Internet Explorer Vs. Firefox
The world of Web browsing is changing. Microsoft's
browser Internet Explorer has been the de facto standard for Internet users since the late '90s, when Redmond quashed Netscape
. Now Microsoft seems to have a real competitor, Firefox
. The Mozilla Foundation
open source project, funded by Time Warner
and Sun Microsystems
, launched Firefox version 0.9 on June 15. Firefox 1.0 is due out by early November. Internet users began switching during the summer after several security problems emerged with IE, which of course is built into Microsoft's ubiquitous Windows operating system. Starting this summer Firefox was getting between 200,000 and 300,000 downloads a day.
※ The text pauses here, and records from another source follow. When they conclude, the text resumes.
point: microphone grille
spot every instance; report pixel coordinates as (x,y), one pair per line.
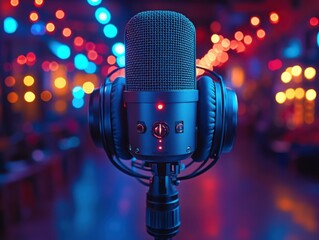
(160,52)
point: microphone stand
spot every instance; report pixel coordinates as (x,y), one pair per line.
(162,202)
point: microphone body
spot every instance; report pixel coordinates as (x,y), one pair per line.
(160,95)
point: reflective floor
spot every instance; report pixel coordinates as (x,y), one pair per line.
(245,196)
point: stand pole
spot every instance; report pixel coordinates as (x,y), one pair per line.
(162,211)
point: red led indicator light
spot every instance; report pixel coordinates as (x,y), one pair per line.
(160,106)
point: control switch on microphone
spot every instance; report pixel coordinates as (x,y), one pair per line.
(140,127)
(160,129)
(179,127)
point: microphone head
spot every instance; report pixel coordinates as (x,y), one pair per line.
(160,52)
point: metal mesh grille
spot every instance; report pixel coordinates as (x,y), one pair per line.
(160,52)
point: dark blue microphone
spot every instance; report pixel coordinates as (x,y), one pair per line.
(161,95)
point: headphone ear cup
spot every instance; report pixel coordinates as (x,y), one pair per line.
(206,118)
(119,120)
(95,117)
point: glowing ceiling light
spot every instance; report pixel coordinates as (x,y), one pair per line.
(10,25)
(103,15)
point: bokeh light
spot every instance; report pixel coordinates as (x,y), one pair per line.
(311,94)
(29,96)
(274,17)
(300,93)
(290,93)
(12,97)
(28,80)
(88,87)
(280,97)
(10,81)
(34,16)
(102,15)
(110,31)
(296,71)
(50,27)
(254,21)
(60,82)
(59,14)
(10,25)
(310,73)
(46,95)
(286,77)
(94,2)
(66,32)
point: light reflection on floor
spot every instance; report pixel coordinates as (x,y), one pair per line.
(245,196)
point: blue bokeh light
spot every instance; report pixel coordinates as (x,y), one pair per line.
(103,15)
(78,92)
(80,61)
(120,61)
(38,28)
(110,31)
(293,50)
(94,2)
(91,68)
(118,49)
(62,51)
(78,102)
(10,25)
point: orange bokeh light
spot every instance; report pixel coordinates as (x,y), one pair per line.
(239,35)
(261,33)
(66,32)
(274,17)
(59,14)
(34,17)
(255,21)
(50,27)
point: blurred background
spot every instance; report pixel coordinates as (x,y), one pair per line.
(55,184)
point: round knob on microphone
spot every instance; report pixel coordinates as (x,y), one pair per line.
(160,129)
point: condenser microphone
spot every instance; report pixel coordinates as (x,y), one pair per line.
(160,93)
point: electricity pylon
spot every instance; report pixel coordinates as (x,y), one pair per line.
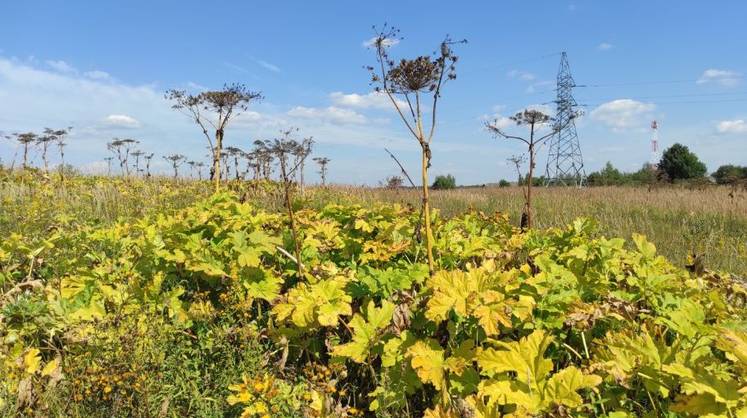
(565,164)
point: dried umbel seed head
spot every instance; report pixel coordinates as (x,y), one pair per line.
(419,74)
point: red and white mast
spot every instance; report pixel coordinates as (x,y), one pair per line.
(654,144)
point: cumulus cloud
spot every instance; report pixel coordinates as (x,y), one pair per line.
(195,86)
(268,66)
(97,75)
(737,126)
(501,121)
(521,75)
(372,100)
(62,66)
(372,42)
(331,114)
(622,114)
(726,78)
(533,88)
(121,121)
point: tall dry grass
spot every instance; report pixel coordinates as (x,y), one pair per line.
(710,222)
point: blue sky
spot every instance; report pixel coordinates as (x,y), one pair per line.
(103,67)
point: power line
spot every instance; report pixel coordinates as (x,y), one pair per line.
(637,83)
(672,102)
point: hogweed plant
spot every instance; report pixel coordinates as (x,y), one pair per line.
(322,161)
(121,147)
(26,140)
(414,88)
(214,109)
(176,161)
(535,121)
(283,149)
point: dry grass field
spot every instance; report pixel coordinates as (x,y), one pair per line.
(710,222)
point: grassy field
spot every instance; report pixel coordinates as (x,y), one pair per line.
(709,222)
(127,297)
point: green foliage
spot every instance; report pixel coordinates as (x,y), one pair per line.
(679,163)
(728,174)
(444,182)
(611,176)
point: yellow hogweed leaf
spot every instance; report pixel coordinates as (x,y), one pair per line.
(724,392)
(427,359)
(461,358)
(450,291)
(396,348)
(505,392)
(699,405)
(734,344)
(321,303)
(644,247)
(31,361)
(50,367)
(524,357)
(562,387)
(493,312)
(440,412)
(365,331)
(480,409)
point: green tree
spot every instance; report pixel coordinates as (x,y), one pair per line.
(679,163)
(608,176)
(727,174)
(444,182)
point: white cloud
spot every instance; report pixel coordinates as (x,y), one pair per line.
(499,120)
(372,100)
(97,75)
(623,114)
(726,78)
(268,66)
(532,88)
(95,167)
(121,121)
(62,66)
(372,42)
(236,68)
(521,75)
(331,114)
(195,86)
(737,126)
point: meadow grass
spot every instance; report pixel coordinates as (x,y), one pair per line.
(710,222)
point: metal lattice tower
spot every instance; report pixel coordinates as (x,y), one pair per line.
(565,165)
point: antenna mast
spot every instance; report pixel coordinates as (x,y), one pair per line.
(565,164)
(654,144)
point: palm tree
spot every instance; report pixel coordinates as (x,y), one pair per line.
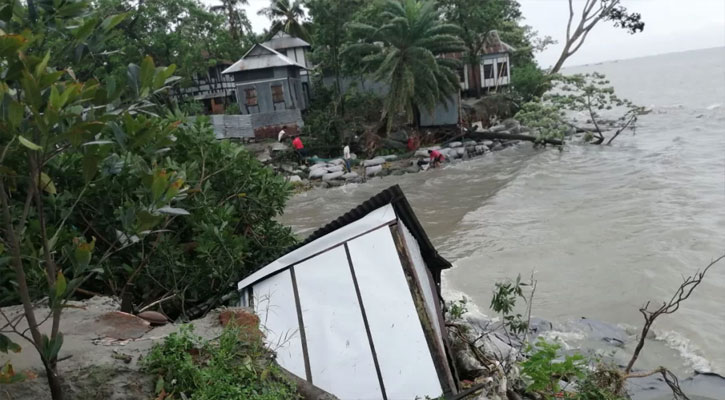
(403,52)
(287,16)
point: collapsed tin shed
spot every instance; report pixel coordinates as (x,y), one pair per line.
(355,309)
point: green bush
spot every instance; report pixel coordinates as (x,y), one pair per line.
(232,367)
(219,228)
(545,368)
(529,82)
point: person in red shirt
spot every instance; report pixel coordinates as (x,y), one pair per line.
(299,149)
(436,158)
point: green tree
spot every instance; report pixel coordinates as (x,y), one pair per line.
(99,191)
(591,93)
(403,52)
(237,20)
(593,12)
(287,16)
(330,35)
(48,116)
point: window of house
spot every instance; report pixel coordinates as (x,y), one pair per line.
(503,70)
(251,95)
(277,94)
(488,71)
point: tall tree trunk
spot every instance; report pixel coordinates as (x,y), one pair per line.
(32,11)
(54,381)
(477,78)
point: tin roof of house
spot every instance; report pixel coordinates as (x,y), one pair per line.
(283,40)
(494,44)
(261,57)
(394,196)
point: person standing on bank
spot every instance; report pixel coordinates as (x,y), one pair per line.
(346,157)
(299,149)
(436,158)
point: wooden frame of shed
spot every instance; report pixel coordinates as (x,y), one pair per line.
(355,309)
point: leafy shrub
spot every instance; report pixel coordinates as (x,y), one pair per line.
(544,369)
(219,228)
(545,120)
(456,309)
(236,366)
(504,299)
(529,82)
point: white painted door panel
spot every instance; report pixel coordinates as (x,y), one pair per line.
(340,358)
(274,303)
(405,361)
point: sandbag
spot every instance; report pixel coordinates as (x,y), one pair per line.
(331,176)
(373,170)
(373,162)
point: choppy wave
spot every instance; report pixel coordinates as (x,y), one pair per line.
(687,350)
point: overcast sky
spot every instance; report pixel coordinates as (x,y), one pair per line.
(671,25)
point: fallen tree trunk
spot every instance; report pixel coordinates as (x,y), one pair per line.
(478,135)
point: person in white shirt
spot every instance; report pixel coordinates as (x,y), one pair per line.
(346,157)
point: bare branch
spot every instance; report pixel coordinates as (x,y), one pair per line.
(681,294)
(571,19)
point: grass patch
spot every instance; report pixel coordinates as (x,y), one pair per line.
(234,366)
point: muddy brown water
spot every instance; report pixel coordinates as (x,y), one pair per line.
(604,228)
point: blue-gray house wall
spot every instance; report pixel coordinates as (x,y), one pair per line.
(267,117)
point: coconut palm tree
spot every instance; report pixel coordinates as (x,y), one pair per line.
(404,51)
(287,16)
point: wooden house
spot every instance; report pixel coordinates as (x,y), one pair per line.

Mozilla and Firefox browsers may have a total of about 25 million users. Firefox is lauded by fans for its download speed and a superior user interface, and users say that its pop-up blocker is one of the best out there. It offers tabbed browsing, which means that users can jump back and forth between different sites with only one window open, and live bookmarks, which show users the most recent headlines on their favorite sites and lets them go directly to those articles. The biggest challenge facing anyone who wants to take on IE is that most Web sites are built to work best with Microsoft's IE simply because it's what sits on most PCs. That means some sites may not look quite right or may not be accessible at all via a browser other than IE. It's good news for Firefox and its fans that developers' attitudes are changing, but reversing Microsoft's dominance remains a long shot. Both browsers have had security problems and issued patches, and each has other pros and cons.